There are people who assert that GM should just get the suspense over and file for bankruptcy, thereby paring its liabilities to a manageable size and meanwhile continuing to sell its products. When he is asked about this scenario, Bruce Clark, a senior vice president of Moody's and its lead automobile analyst, turns very serious. "Bankruptcy would have significant costs, which any company would want to weigh," he warns. This is not the airlines, he says, where the dollar risk is a plane ticket, worth maybe a few hundred. With car companies, in sharp contrast, you have big-ticket items, $20,000 and more. "And you have buyers," says Clark, "to whom the warranty period is very important and who have a general expectation that service will be available." In other words, a buyer just might avoid any company in bankruptcy. And avoidance is hardly what GM needs; it's already had enough of that.

There is the big question, naturally, of whether some sort of extraordinary intervention might save GM from bankruptcy. Should it care to make the effort, the UAW would have the means: massive givebacks. Does that sound likely? No.

Then there's the U.S. government, whose bailout ability has been proved often. Clearly Washington could at some point decide that a GM bankruptcy was a nightmare it couldn't face and could step in with a massive infusion of money that would buy the company time--to shrink back, perhaps, to a viable size. Beyond that, what is Washington to do? Urge its citizens to pick up a Malibu with their tax refund? Pass national health insurance with the snap of a finger?

Certainly it won't be President Bush pushing the GM cause. He gave American auto companies the back of his hand in January, telling the Wall Street Journal that they needed to both deal with their costs and come up with "relevant" products. That no doubt mainly referred to hybrids, to which GM is a Johnny-come-lately. There's an implied message in what Bush said--"W to GM: Drop Dead." Which it probably will.

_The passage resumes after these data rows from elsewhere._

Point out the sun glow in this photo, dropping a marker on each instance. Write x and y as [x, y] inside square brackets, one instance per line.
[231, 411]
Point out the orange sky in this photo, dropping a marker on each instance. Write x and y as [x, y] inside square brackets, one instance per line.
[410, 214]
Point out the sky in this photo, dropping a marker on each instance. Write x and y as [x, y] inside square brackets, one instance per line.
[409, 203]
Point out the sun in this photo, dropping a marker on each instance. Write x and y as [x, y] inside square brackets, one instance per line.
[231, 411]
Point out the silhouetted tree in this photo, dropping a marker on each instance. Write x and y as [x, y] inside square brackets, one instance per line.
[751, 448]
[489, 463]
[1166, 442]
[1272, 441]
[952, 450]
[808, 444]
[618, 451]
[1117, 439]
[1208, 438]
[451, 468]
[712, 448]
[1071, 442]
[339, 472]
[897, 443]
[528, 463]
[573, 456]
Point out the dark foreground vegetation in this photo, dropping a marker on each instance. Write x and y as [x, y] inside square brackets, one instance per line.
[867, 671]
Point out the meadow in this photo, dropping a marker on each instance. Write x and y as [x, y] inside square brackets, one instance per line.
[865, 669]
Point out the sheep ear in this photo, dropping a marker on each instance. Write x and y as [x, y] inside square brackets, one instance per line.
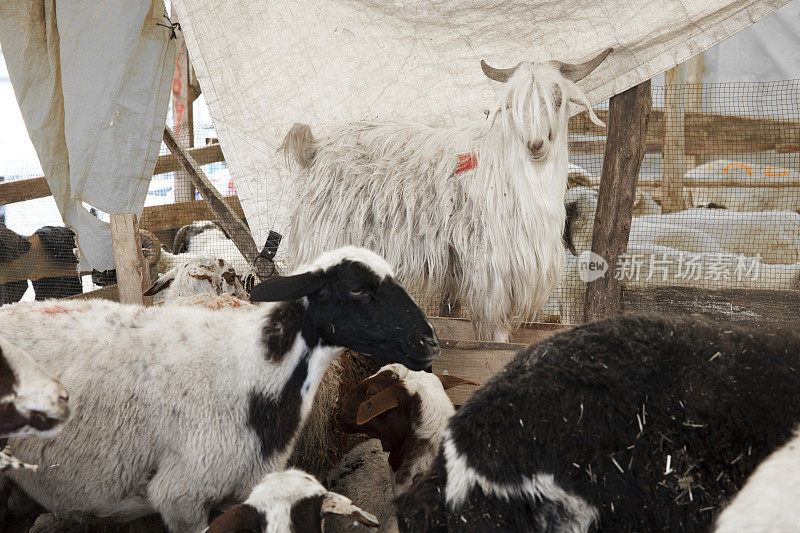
[287, 288]
[162, 283]
[386, 399]
[242, 517]
[336, 504]
[448, 381]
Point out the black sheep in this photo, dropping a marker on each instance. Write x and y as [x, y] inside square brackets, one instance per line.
[633, 423]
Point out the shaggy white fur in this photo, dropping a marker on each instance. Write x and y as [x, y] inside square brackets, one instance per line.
[768, 501]
[488, 233]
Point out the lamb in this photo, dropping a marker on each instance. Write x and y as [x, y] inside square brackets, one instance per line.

There's a note to be added about our old friend "urgency." It turns out that GM has a program, mentioned in last year's proxy statement and still extant, through which it will match up to $5,000 given by any of its 140,000 U.S. employees (and its directors as well) to a college or university. Matching-gift plans, especially big, splendid ones such as that, are admiringly welcomed by many people in the U.S. But when you are a company running on empty--and GM is--does not the continued existence of that program say that somebody never exactly caught on to what a sense of urgency is all about?

That raises a point made by a fellow--you will see why he doesn't want his name mentioned--in the GM dealer organization: "I can't really believe," he says, "that the people who got GM into this mess are going to be the people who can get GM out."